Movie Review – ‘The Martian’

Matt Damon may be in the midst of a PR kerfuffle and suffering, perhaps, a bit from foot-in-the-mouth syndrome. As a performer though, Damon is in never better shape if Ridley Scott’s grandly entertaining space odyssey The Martian is any indication. Damon uses his full faculties in a graceful tightrope walk of a performance, one that’s relentlessly physical, emotionally heart-wrenching and light on its feet all at once. You could say the same thing about the movie as a whole as well.

Part of what makes The Martian such a joy to watch to luxuriate in the company of Damon himself- useful and necessary for the movie to work considering the actor spends great portions of screen time all by himself. The Martian features a sprawling, star-studded ensemble, but make no mistake, this is Damon’s movie, through and through. Modern American cinemas current “everyman,” Damon is making his mark as the heir apparent to classic movie star goods guys like James Stewart and Tom Hanks and his charismatic and emotionally economic leading turn in The Martian may be Damon’s most potent example yet. In the film, Damon portrays Mark Watney, a botanist on a mission to Mars. An opening sequence finds a raging and unpredictable storm coming, one that sends Watney and his fellow crew of astronauts and scientists on a perilous track to leave the red planet at once. An accident leaves Watney stranded and presumed dead to his crew (headed by Capt. Lewis, played by Damon’s Interstellar alum Jessica Chastain). The Martian is posited as the ultimate survival tale.

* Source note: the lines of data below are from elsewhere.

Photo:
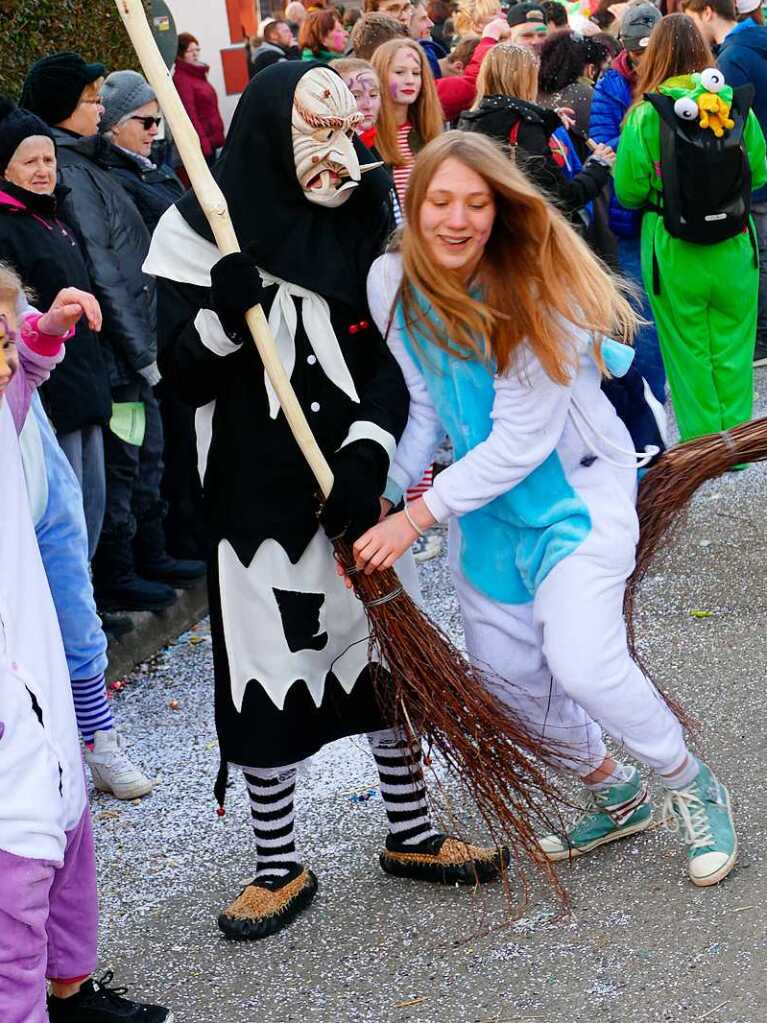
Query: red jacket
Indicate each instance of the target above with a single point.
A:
(199, 98)
(457, 93)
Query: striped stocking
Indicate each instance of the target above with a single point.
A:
(402, 786)
(91, 707)
(271, 792)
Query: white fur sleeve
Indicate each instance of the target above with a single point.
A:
(529, 414)
(423, 432)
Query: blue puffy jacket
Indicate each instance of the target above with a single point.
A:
(608, 104)
(742, 58)
(435, 53)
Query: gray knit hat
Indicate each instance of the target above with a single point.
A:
(122, 93)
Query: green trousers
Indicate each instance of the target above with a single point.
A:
(706, 314)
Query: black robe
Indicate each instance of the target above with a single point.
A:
(275, 599)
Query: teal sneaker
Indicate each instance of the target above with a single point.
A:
(610, 814)
(702, 813)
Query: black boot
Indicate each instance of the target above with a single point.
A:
(98, 1002)
(153, 562)
(117, 585)
(116, 626)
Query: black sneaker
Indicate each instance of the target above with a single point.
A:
(97, 1003)
(116, 626)
(172, 571)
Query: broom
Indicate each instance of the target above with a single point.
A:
(427, 686)
(668, 488)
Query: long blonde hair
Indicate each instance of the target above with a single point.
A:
(508, 71)
(537, 276)
(472, 15)
(425, 114)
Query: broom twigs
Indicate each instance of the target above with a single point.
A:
(491, 752)
(669, 487)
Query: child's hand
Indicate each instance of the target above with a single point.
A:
(69, 306)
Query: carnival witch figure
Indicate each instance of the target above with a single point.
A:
(290, 642)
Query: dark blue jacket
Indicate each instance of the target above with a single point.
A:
(742, 58)
(435, 53)
(608, 105)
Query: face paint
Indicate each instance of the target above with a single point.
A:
(8, 357)
(324, 121)
(364, 87)
(336, 41)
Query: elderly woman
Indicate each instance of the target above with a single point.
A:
(197, 95)
(78, 399)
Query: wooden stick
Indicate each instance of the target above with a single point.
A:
(214, 206)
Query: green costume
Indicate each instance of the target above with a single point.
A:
(706, 311)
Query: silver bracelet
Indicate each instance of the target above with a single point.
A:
(412, 522)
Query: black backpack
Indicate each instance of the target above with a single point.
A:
(706, 180)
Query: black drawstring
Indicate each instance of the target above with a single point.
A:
(219, 789)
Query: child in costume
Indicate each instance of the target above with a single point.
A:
(290, 643)
(540, 500)
(705, 295)
(48, 901)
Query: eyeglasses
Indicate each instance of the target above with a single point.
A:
(147, 122)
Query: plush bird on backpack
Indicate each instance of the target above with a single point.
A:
(710, 99)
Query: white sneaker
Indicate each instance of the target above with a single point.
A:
(113, 771)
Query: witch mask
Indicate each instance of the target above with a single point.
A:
(324, 119)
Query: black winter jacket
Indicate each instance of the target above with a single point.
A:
(498, 116)
(45, 253)
(151, 188)
(115, 241)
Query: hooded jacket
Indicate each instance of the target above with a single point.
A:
(612, 98)
(269, 53)
(152, 188)
(201, 103)
(742, 59)
(499, 116)
(115, 241)
(457, 92)
(46, 254)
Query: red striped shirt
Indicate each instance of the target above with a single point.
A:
(401, 173)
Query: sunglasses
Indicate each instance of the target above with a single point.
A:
(146, 123)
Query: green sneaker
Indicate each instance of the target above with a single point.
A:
(702, 812)
(611, 813)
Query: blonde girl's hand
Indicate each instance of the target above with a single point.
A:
(65, 311)
(380, 546)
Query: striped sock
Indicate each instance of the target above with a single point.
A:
(271, 792)
(402, 786)
(91, 707)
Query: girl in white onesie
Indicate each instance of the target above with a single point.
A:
(540, 500)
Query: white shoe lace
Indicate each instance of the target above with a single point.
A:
(684, 811)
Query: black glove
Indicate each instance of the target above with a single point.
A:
(359, 479)
(235, 287)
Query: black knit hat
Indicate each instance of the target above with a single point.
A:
(15, 126)
(53, 85)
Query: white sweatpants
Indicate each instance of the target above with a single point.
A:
(566, 653)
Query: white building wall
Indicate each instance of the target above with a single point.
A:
(207, 19)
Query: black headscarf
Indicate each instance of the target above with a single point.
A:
(327, 251)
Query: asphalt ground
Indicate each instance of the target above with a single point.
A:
(641, 945)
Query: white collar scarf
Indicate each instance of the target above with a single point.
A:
(178, 253)
(283, 318)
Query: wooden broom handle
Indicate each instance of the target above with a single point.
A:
(214, 206)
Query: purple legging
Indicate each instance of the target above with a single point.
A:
(48, 924)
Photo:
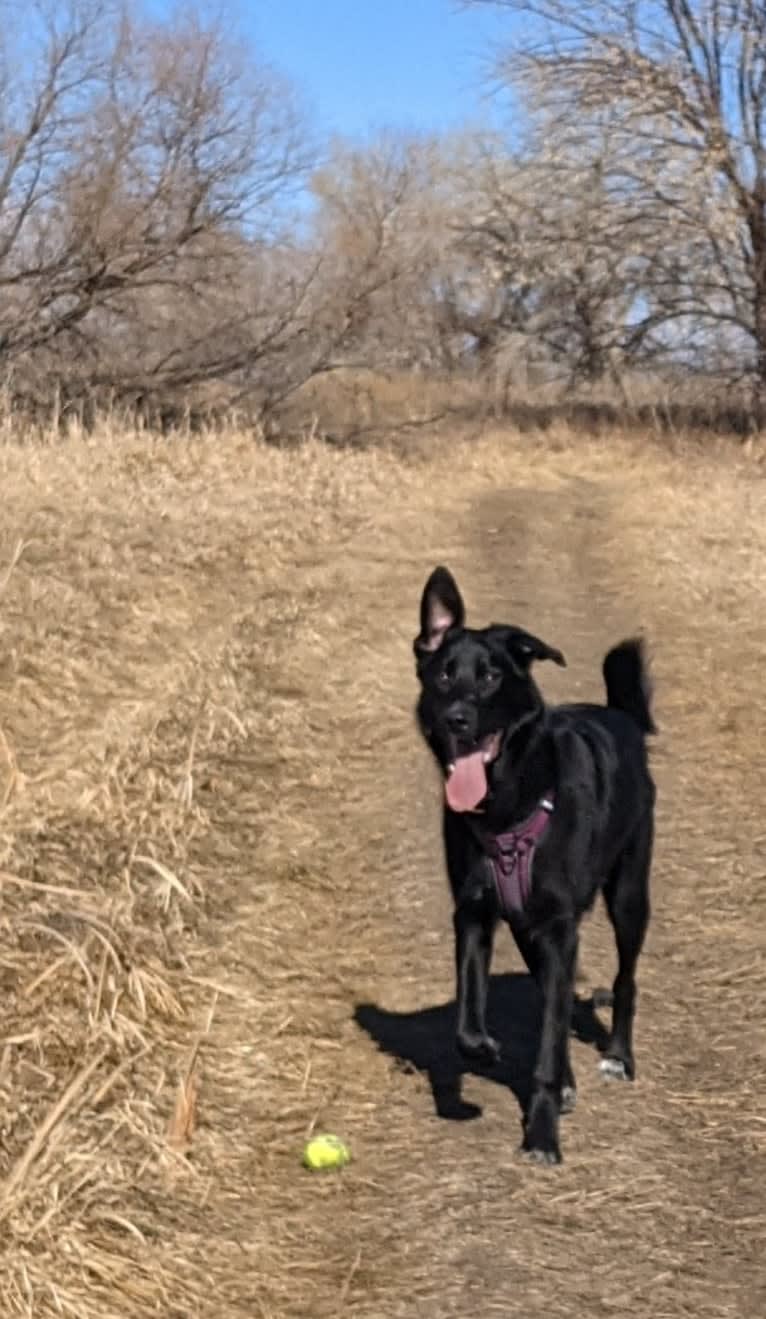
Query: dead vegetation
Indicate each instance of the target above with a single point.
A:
(212, 851)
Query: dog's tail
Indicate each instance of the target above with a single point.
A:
(628, 683)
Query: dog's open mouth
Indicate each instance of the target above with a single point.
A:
(466, 785)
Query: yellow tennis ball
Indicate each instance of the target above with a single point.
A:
(323, 1152)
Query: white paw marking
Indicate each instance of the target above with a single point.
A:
(568, 1099)
(612, 1069)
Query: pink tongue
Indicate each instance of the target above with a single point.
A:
(467, 784)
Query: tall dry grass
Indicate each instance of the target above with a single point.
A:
(164, 851)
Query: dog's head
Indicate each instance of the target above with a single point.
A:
(476, 687)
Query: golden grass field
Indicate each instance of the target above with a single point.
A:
(224, 922)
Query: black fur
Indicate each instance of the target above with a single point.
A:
(476, 691)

The film is also a gas, again mostly because of Damon’s infectious performance. Watney understands the circumstances (as one can) and that death may loom unexpectedly within seconds- Watney must always contend with oxygen breaks, rationing food, not to mention losing his mind. The ever wavering sense of returning home to Earth makes up the plot of The Martian, so the stakes couldn’t be higher. Yet Scott, screenwriter Drew Goddard (The Cabin in the Woods) formulate their spectacle- an adaptation of Andy Weir’s “rah-rah science” best-selling novel- as an engrossing E-ticket adventure. By that, Watney is not designed as a brooding, tortured soul. There’s anguish in Watney’s situation but none in his temperament, a grace note that marks The Martian a totem seemingly from another era. Damon doesn’t appear to be bleeding for his art (though a ghastly early sequence of body horror when Watney performs makeshift surgery on himself may qualify) and Scott allows jokes and fun pop songs to soften the film which never lets a sense doom and gloom creep in. All of which is particularly refreshing in an age where so many leading men on the big and small screens are asked to dim their charisma for the purpose of “truth.”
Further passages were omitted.